Many of the symptoms associated with fibromyalgia (difficulty sleeping, fatigue, malaise, myalgias, gastrointestinal complaints, and decreased cognitive function) are similar to those observed in individuals whose circadian pacemaker is abnormally aligned with their sleep-wake schedule and/or with local environmental time. Misalignment of the phase of the circadian pacemaker occurs in individuals experiencing jet lag, in individuals working night or rotating shifts, and in blind persons (for a review, see Ref. 5). In the case of shift-workers, when light therapy is used to realign the circadian phase with their sleep-wake cycle, these symptoms decrease or resolve (6).

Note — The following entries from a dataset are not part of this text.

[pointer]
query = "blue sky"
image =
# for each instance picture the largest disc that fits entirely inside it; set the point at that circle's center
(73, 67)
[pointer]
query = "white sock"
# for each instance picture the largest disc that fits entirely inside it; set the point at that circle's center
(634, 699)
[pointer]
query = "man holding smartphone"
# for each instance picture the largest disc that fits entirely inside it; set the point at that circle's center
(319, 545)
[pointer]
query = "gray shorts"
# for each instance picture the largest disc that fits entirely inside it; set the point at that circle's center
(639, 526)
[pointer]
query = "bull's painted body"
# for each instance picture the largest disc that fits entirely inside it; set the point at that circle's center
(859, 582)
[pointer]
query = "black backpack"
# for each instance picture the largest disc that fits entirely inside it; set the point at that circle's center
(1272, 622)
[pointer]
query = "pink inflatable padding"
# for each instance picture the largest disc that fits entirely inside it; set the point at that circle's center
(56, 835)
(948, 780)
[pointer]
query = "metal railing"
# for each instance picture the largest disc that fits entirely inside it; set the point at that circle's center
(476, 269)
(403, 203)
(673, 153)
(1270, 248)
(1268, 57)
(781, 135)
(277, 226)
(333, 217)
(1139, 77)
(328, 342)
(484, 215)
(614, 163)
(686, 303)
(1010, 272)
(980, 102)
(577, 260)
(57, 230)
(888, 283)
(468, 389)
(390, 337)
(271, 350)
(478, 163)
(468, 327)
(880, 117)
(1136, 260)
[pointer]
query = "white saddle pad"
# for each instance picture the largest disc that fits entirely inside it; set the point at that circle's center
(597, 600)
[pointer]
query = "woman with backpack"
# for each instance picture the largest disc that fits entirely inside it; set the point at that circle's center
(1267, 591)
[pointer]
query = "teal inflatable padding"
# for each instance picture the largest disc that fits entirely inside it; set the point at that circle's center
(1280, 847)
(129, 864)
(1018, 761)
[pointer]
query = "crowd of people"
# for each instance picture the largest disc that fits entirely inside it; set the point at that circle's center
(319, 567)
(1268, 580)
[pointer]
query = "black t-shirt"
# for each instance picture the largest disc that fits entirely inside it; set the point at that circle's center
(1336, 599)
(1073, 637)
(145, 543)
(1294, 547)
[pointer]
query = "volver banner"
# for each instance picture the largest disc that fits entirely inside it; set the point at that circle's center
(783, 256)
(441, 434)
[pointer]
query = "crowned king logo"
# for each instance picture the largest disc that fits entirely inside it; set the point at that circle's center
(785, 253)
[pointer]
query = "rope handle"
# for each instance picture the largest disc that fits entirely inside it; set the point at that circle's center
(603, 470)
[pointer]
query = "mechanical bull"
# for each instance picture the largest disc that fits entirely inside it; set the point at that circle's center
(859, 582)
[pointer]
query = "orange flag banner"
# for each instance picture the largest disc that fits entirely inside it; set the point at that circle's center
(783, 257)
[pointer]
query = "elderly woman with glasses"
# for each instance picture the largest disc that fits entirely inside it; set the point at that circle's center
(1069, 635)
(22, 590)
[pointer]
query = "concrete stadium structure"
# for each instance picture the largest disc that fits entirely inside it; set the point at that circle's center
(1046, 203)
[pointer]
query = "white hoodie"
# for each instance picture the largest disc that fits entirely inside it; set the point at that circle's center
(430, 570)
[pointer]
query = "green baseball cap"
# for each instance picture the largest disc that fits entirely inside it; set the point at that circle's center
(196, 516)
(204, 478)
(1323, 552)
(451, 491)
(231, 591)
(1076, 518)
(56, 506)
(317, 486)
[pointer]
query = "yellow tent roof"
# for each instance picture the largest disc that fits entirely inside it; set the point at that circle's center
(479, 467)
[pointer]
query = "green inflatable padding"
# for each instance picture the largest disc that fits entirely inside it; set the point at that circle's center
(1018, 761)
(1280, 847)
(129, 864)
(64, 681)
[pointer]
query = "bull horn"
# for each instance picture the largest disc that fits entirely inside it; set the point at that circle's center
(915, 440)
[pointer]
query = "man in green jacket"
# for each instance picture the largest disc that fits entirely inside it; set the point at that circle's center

The circadian pacemaker, located in the hypothalamus, influences melatonin secretion and activity of the hypothalamic-pituitary-adrenal (HPA) axis. Abnormalities in both of these systems have been described in individuals with fibromyalgia. Studies comparing melatonin levels in patients with fibromyalgia to healthy controls have shown normal (7), decreased (8), and increased (9) melatonin levels in the patients. It has been postulated that a change in melatonin secretion causes changes in sleep, pain, the somatotropic axis, and the HPA axis (10). One nonplacebo-controlled study showed a beneficial effect of melatonin supplementation on fibromyalgia symptoms (11).

With respect to the HPA axis, alterations in its response to administered secretagogues (12, 13) have been reported in this disorder. We found a blunted rise in ACTH in women with fibromyalgia during a hypoglycemic-hyperinsulinemic clamp performed in the morning (14). Similarly, women with fibromyalgia showed a delayed rise in ACTH in response to infused interleukin-6 (15). Some, but not all, studies have shown blunting of the normal diurnal cortisol rhythm, with elevated evening serum cortisol levels in fibromyalgia (12, 14, 16).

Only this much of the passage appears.